Вот так и жил. Питался в столовой на Лубянке — не так чтобы особо сытно, в артели «Революционный ткач» получше кормили, но с голоду не пух. Писал рапорта. И готовился к долгожданному отъезду домой.
Не такая и длинная получилась у меня командировка. Бывало и подлиннее, и похуже. И поопаснее.
Однажды меня срочно вызвал к себе Петр Петрович. Опять рапорт переписывать? Господи, меня просто решили свести со света этими бумагами!
Но я ошибся. На сей раз дело выходило куда интереснее.
— Птицеед вас видеть хочет, — объявил куратор.
— Зачем? — не понял я. — Никак соскучился.
— Говорит, хочет посмотреть в глаза тому, кто переиграл его.
— Ох, какие нежности, — хмыкнул я. — Угождаете ему? Надеетесь на сотрудничество?
— Рассматривается и такой вариант, — не стал возражать Петр Петрович. — Пока он юлит. Ничего ценного не говорит.
— И смерти не боится?
— По виду — не очень. А так в голову ему не залезешь… Ничего, и не таких ломали. Тут время играет на нас. Так что поговорите с ним. Вряд ли он вам что-то важное расскажет, ну и ладно. Не давите. Просто побеседуйте.
— Запросто. Сядем рядком да поговорим ладком…
Привели вражеского резидента из внутренней тюрьмы прямо в отведенный мне для разговора по душам небольшой, но уютный кабинет. Правда, с крепкими решетками на окнах — чтобы не выбросился собеседник ненароком.
По традиции нашего давнего общения все было обставлено чаепитием. Только теперь угощал я. Притом отличным чаем, цейлонским, выданным мне чуть ли не по граммам куратором.

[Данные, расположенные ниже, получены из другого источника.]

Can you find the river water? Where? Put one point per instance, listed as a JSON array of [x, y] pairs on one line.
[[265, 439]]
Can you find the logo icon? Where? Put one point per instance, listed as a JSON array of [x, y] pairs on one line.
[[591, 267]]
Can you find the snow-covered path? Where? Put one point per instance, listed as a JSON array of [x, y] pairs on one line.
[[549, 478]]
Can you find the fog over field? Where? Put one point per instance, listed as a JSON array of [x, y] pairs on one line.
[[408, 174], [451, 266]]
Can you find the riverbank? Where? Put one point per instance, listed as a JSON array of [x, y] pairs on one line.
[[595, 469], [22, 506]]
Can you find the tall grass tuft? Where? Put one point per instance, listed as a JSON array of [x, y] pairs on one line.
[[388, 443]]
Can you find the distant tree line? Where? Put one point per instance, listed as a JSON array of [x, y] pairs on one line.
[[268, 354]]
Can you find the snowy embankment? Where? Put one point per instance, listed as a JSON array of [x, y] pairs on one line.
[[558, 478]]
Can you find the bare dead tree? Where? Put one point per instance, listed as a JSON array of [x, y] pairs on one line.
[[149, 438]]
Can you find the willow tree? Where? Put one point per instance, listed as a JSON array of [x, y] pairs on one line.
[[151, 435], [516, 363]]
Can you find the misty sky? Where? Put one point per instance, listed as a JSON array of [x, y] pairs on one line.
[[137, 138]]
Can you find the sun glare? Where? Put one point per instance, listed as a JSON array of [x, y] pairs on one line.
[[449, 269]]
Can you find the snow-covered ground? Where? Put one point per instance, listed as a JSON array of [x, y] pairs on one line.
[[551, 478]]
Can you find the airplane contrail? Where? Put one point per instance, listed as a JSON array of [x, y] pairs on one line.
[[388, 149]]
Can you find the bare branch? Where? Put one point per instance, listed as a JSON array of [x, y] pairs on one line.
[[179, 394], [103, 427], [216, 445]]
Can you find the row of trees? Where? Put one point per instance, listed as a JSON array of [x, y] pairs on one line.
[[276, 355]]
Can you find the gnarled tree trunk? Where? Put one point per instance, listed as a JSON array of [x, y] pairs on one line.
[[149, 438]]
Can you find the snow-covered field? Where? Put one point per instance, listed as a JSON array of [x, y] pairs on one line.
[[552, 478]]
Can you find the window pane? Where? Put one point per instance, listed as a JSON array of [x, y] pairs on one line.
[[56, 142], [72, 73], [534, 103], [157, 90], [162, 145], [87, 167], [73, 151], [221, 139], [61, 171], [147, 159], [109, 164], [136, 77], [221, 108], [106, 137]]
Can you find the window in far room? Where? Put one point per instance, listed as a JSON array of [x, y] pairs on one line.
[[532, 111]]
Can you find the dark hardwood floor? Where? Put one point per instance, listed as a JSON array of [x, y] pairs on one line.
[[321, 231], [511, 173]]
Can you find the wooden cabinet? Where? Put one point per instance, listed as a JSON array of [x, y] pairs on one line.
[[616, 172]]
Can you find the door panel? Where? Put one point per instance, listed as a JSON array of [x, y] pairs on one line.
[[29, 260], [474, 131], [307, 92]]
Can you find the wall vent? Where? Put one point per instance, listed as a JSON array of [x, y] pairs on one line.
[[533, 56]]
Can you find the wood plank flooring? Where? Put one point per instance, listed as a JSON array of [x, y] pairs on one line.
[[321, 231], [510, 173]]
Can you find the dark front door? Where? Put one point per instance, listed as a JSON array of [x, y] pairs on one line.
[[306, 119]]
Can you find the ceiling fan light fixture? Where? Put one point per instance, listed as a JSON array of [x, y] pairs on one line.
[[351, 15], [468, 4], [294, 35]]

Удрученным Птицеед не выглядел. Заискивающим тоже. Он был каким-то расслабленным, будто сбросил ношу, которую таскал много лет, и теперь просто отдыхает в камере-одиночке.
Помолчали немного. Он смотрел на меня с натянутой улыбкой.
— Не понимаю. Я же чужого агента всегда нутром чуял. Ни одного не пропустил. А с тобой на меня будто шоры надели. Никаких эмоций ты не вызвал. Я же тобой обманулся. Ты переиграл МЕНЯ, — наконец, произнес Птицеед трагически и торжественно, с ударением на последнем слове.
Притом это «МЕНЯ» было озвучено такой интонацией, какой говорили что-то типа «МЫ, властитель всея Руси». Его просто распирало от осознания собственного величия.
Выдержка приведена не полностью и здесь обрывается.